Sweden considers injury as a public health problem that society as a whole must control, and implemented a societal approach to the promotion of safety beginning in the 1950s. The program includes development of injury surveillance, public information and education, environmental improvements, and product safety development. It is widely believed that injury surveillance is a crucial prerequisite for effective injury prevention and control [8]. The Chinese Childhood Development Plan also specifies establishing child injury surveillance and an injury reporting system [7]. We should comply with the requirement to set up and implement effective surveillance and reporting.

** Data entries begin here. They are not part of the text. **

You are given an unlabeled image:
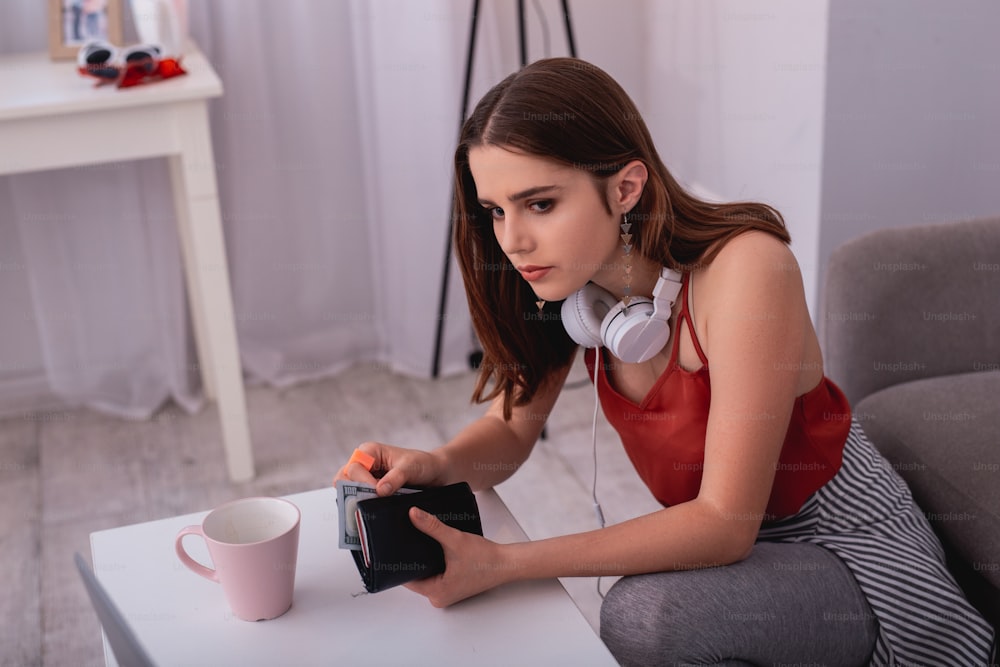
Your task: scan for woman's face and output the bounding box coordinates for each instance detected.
[469,146,622,301]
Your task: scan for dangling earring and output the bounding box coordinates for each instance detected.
[621,213,632,308]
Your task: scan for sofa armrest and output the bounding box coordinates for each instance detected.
[820,218,1000,405]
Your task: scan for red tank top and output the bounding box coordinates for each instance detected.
[584,274,851,519]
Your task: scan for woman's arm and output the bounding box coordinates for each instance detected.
[344,350,572,496]
[412,233,811,606]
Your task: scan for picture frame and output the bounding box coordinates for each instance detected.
[48,0,125,60]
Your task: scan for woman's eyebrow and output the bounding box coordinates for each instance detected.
[479,185,562,206]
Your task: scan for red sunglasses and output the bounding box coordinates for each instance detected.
[76,40,187,88]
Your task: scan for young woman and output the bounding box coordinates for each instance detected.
[338,58,993,665]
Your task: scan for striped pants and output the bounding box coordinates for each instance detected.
[758,422,993,666]
[601,422,993,667]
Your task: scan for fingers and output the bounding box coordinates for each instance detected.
[333,442,383,486]
[410,507,450,542]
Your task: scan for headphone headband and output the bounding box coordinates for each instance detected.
[562,267,681,363]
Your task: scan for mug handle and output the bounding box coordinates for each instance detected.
[174,526,219,581]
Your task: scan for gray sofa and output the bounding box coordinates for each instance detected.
[820,218,1000,628]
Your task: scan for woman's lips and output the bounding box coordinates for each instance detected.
[517,266,552,283]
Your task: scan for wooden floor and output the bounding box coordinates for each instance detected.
[0,364,657,667]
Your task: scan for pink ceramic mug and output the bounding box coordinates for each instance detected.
[174,497,301,621]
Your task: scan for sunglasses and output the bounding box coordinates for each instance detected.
[76,40,187,88]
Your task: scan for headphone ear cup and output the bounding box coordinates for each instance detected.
[601,297,670,364]
[562,283,618,348]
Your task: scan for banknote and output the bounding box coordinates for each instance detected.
[337,479,416,551]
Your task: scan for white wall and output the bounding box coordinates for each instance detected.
[820,0,1000,290]
[643,0,827,318]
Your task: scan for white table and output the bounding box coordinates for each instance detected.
[90,488,616,666]
[0,43,254,481]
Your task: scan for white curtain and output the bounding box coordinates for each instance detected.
[0,0,484,417]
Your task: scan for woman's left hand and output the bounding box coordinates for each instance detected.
[404,507,515,608]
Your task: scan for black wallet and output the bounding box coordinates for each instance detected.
[351,482,483,593]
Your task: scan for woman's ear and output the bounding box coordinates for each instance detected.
[610,160,649,212]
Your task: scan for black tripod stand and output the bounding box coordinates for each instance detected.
[431,0,576,378]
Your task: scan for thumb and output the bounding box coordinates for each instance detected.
[410,506,447,542]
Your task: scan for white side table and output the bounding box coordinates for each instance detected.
[0,42,254,481]
[90,487,617,667]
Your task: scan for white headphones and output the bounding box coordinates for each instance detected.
[562,267,681,364]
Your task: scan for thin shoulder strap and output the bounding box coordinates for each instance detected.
[678,271,708,366]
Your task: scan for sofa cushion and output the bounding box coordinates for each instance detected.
[854,370,1000,588]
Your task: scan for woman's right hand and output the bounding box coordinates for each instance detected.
[333,442,445,496]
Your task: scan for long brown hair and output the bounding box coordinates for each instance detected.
[453,58,790,419]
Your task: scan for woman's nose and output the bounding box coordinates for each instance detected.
[497,214,533,256]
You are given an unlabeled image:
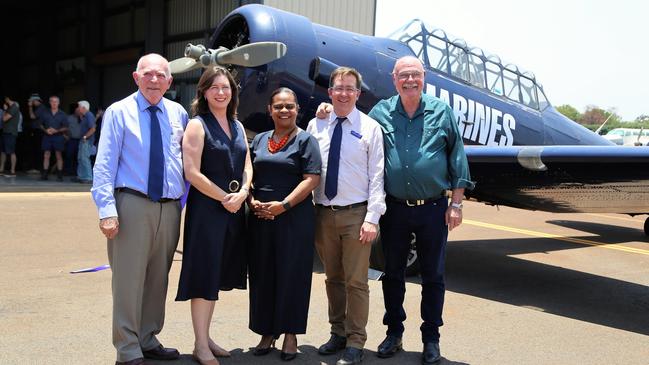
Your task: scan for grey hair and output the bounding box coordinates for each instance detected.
[135,53,171,77]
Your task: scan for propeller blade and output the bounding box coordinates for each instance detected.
[169,57,201,74]
[216,42,286,67]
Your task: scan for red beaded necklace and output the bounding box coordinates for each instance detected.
[268,127,297,153]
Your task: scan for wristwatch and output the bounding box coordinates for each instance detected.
[282,200,291,210]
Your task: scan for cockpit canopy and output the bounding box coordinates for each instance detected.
[388,19,550,110]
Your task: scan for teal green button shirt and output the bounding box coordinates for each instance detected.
[369,94,474,199]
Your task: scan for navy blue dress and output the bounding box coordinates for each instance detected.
[248,131,322,337]
[176,113,248,301]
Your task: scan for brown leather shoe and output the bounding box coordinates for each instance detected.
[142,345,180,360]
[115,357,146,365]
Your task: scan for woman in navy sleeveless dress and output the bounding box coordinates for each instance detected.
[176,67,252,364]
[248,88,321,360]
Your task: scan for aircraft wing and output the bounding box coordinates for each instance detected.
[465,146,649,214]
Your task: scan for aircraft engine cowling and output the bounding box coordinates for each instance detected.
[209,5,317,132]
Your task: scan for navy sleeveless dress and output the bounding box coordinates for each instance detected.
[248,131,321,338]
[176,113,248,301]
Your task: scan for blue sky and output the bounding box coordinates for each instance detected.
[376,0,649,120]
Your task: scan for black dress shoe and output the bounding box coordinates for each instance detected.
[336,347,363,365]
[279,351,297,361]
[421,342,442,365]
[142,345,180,360]
[115,357,146,365]
[376,335,403,359]
[318,333,347,355]
[252,339,275,356]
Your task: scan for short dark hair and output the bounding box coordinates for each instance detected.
[329,66,363,90]
[268,87,300,108]
[191,66,239,120]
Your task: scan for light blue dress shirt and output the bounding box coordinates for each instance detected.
[91,91,188,219]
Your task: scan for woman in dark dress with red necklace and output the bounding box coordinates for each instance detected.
[248,88,321,360]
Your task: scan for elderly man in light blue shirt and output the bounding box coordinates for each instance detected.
[91,54,188,365]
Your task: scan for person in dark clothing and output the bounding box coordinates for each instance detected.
[248,88,322,360]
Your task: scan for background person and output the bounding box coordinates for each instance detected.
[35,95,68,181]
[248,88,321,360]
[176,67,252,364]
[25,93,47,174]
[77,100,95,184]
[63,103,81,176]
[0,96,22,177]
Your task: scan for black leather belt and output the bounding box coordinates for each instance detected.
[315,201,367,210]
[385,195,442,207]
[115,188,180,203]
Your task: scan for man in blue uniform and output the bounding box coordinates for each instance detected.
[35,95,68,181]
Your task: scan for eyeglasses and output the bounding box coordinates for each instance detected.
[142,71,167,80]
[397,71,424,80]
[329,86,358,94]
[273,104,297,111]
[210,86,230,93]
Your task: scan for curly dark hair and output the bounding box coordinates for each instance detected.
[191,66,239,120]
[268,86,300,108]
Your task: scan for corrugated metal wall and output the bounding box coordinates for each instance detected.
[5,0,376,116]
[264,0,376,35]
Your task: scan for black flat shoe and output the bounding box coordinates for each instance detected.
[376,335,403,359]
[318,333,347,355]
[252,339,275,356]
[421,342,442,365]
[279,334,297,361]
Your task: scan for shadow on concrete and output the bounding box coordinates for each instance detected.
[546,219,648,244]
[436,235,649,335]
[0,172,92,193]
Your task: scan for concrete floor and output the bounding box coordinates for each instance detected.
[0,180,649,365]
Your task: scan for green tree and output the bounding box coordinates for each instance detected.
[635,114,649,123]
[578,105,621,126]
[557,104,581,122]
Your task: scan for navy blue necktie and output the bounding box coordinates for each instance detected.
[325,117,347,200]
[147,105,164,202]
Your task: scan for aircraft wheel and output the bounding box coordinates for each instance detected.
[370,233,419,276]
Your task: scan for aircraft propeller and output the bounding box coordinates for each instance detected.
[169,42,286,74]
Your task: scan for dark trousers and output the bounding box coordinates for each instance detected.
[380,198,448,343]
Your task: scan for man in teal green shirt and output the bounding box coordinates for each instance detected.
[369,56,473,364]
[317,56,474,365]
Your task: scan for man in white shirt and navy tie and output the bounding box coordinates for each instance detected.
[307,67,385,365]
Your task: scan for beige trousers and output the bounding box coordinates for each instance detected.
[108,192,180,361]
[316,206,372,349]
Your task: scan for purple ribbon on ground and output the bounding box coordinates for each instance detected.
[70,265,110,274]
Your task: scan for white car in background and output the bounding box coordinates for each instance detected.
[603,128,649,146]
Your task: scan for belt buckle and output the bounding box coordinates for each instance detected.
[228,180,240,193]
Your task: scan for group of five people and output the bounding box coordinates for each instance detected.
[92,54,472,365]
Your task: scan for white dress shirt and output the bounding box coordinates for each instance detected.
[306,108,385,224]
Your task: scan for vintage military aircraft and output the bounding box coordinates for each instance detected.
[172,5,649,270]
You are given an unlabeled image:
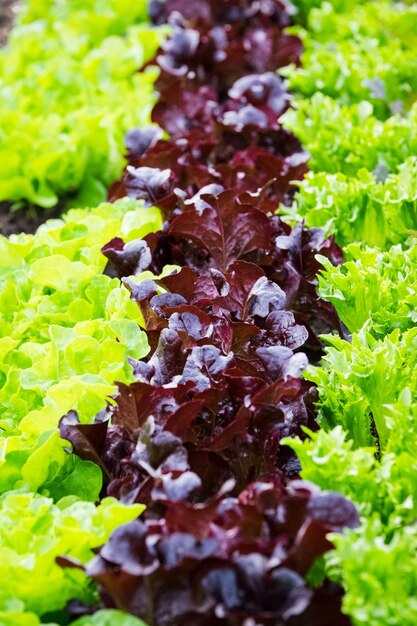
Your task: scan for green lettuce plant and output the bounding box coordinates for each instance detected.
[0,200,161,437]
[0,0,166,208]
[0,492,144,624]
[282,157,417,249]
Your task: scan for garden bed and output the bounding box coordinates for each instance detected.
[0,0,417,626]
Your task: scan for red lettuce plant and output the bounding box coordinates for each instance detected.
[60,0,359,626]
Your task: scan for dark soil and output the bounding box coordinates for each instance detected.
[0,0,17,46]
[0,202,64,237]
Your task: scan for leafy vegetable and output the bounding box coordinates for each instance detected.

Effective programs to prevent and control injury require accurate information on the extent and nature of common injuries and injury-related deaths. The usual sources of this information are vital statistics (e.g. death certificates or mortuary records), police reports of vehicle crashes and other events resulting in injury, and healthcare records. All of these sources have shortcomings related to lack of specific information, with the injury described only as the cause of death. Recent efforts have been made in China to improve the collection of injury data from several primary sources, such as community health clinics and hospitals, especially in Beijing, Shenzhen, Shanghai, and the provinces of Zhejiang and Fujian [9]. The National Maternal and Child Health Surveillance Point (HSP) system in Hunan province is the only source of surveillance data on mortality of children <5 years of age. The information referring to injury on the death case card of children under 5 years is only the name of the six injury-specific causes of death that are far less to comply with the required childhood development goals.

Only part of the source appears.